Hoy nos despedimos de un joven sin igual. Le pedimos a su médico a cargo nos escribiera día a día para mantenernos informados de la historia que inicio hace tres meses. Testimonio que decidimos subir de inmediato.

A escasos meses de su muerte un R., un joven de 18 años me preguntó “El por qué”.

Estaba –y con justa razón- muy enojado por su enfermedad, tanto por vivir, tanto por aprender, con sus propias palabras: “Enfermo de cáncer y a ésta edad… Pierdo todo, Dios es injusto”.

Así permanecí a su lado por unos minutos, escuchando todo su sentir y su enojo. Sin embargo no había dolor, solamente el dolor interior para el cual no hay medicamentos, síntoma que emerge del alma y  que provoca furia contra todo y todos.

Presento a continuación los fragmentos más relevantes de la evolución de este caso: un testimonio del cambio logrado en la conducta. Un paso hacia la aceptación.

– Me encontré algo que te va a interesar.

– ¿A si?  ¿Me vas a curar? (risa sarcástica)

– No, y eso ya lo habíamos hablado, te voy a explicar por qué unos mueren y otros no. Quizá es la respuesta a tu pregunta.

– Dime.

– Lo encontré en un libro, es sólo un fragmento para no aburrirte. El fragmento se llama Lazos.

Estando en su casa un adulto recibió la visita de la muerte, le anunció que venía por su hijo, que era inevitable y se lo llevaría. El señor decidió no comunicárselo a su hijo, estaba desolado. Lo único que pensó fue evitar que su hijo saliera de casa durante aquel día con la finalidad de protegerlo, le prohibió ver a su novia y a sus amigos.

El joven por su parte era creyente y disfrutaba ir a la iglesia a rezar los sábados por la tarde. Aquella tarde sin decir ni una palabra  por la ventana de su habitación, salió de su casa y llegó a la iglesia. Estaba parado frente a una imagen, cuando la muerte lanzo su lazo para tomarlo y llevárselo con  él. En ese mismo segundo el joven se inclinó para rezar, por lo que el lazo de la muerte tiró unas veladoras, causando un desastre en la iglesia. El joven se quedó paralizado, no sabía lo que estaba pasando.

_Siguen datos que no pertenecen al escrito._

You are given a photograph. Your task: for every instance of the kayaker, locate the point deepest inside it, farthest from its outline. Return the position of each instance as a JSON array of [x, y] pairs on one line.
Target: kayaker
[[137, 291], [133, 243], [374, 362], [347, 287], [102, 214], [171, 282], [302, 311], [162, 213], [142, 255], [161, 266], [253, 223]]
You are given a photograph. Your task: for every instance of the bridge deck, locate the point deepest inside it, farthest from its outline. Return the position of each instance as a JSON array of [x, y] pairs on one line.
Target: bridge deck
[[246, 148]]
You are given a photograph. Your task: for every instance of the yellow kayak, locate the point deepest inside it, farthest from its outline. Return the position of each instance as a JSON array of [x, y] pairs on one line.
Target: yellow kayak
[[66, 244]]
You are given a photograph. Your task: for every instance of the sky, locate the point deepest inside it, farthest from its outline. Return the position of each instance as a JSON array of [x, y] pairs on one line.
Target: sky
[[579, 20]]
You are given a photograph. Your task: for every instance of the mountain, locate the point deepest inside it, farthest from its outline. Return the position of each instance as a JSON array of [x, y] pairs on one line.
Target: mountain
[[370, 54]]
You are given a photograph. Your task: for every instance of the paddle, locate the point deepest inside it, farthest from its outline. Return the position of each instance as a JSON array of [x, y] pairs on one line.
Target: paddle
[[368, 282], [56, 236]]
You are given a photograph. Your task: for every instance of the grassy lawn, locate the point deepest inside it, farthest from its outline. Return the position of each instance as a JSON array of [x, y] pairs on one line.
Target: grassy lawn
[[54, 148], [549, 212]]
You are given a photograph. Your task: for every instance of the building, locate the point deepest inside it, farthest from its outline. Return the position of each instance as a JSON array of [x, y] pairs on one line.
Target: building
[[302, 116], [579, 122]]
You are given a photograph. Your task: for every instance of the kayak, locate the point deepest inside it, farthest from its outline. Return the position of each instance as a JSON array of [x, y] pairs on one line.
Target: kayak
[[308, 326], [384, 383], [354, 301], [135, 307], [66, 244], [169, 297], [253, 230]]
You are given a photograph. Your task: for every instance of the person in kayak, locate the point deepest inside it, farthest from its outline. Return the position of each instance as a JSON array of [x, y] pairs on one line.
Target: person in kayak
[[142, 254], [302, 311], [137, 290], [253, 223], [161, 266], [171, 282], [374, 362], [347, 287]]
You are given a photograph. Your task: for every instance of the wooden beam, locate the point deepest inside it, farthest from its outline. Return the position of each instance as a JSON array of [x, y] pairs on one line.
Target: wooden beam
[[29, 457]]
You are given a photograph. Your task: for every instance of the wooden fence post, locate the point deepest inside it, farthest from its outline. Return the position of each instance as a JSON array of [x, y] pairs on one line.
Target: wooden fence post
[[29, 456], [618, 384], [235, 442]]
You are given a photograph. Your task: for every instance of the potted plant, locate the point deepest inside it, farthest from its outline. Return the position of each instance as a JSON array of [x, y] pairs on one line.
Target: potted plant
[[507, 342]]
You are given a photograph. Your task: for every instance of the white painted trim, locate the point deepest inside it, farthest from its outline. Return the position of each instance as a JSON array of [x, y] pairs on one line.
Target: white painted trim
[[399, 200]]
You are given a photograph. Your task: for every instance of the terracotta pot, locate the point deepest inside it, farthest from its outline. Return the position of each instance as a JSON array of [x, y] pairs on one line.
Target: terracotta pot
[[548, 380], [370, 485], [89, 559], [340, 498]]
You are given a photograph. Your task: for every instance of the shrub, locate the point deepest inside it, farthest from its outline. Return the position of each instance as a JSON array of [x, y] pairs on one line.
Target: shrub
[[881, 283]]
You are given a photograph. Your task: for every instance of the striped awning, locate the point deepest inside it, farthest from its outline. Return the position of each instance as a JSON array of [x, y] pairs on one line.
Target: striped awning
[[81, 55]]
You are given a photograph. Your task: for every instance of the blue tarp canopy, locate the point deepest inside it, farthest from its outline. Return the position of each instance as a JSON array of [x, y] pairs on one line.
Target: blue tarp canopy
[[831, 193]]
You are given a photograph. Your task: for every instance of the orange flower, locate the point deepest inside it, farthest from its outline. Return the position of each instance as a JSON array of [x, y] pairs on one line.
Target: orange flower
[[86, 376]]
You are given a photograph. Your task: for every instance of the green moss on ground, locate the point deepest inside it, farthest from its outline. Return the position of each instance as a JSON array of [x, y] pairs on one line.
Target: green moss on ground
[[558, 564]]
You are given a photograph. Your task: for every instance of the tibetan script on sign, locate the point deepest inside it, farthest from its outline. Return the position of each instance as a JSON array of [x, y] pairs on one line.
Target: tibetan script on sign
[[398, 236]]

Dios hizo su aparición, y con todo su poder sacó a la muerte de su templo, le reprocho el haberse presentado y destruir todo aquello.

Salió sin el joven, quien se fue a casa a contarle a su familia lo sucedido”.

Como verás así es la muerte, así es Dios. Él no tiene que ver en tu enfermedad, pero puede ser un vector para encontrar muchas respuestas, es, sin duda, un principio y será el fin de todos nosotros.

– (Llanto y sollozos) No te vallas, cuéntame más de la muerte, quiero saberlo todo.

– No me voy.

Los jóvenes son demandantes, aferrados a ideales, cuando se encuentran en etapa terminal aumentan sus demandas y exigencias hacia el cuerpo médico. Por tal motivo en una ocasión le dije:

– R. déjate de preguntas y acompáñame a ver a un niño, a ver si tú lo puedes ayudar. ¿vienes?

– Si.

Con el consentimiento de los padres lo lleve a ver a un niño con leucemia en fase terminal.

Se subió al coche y le dije:

– Ponte el cinturón.

– De todas formas me voy a morir.

– Si, yo también, pero es mi coche, son mis reglas, ponte el cinturón (parecía que el me examinaba a cada rato).

Llegamos a la casa de H. R. entró sin dudarlo, soltó una risa y le dijo:

– Mira no soy el único pelón…

– Cállate, no le gusta que le digan pelón.

– ¿Quieres que le diga “greñas” o peludo?

– Si continuas así nos vamos

– Vete tú, yo me quedo con greñas

El niño sólo miraba, al principio asustado,  soltó una risa franca, dejando ver una dentadura  afectada por la quimioterapia. Y me dijo

– Alex: quiero hablar con él. ¿te importa?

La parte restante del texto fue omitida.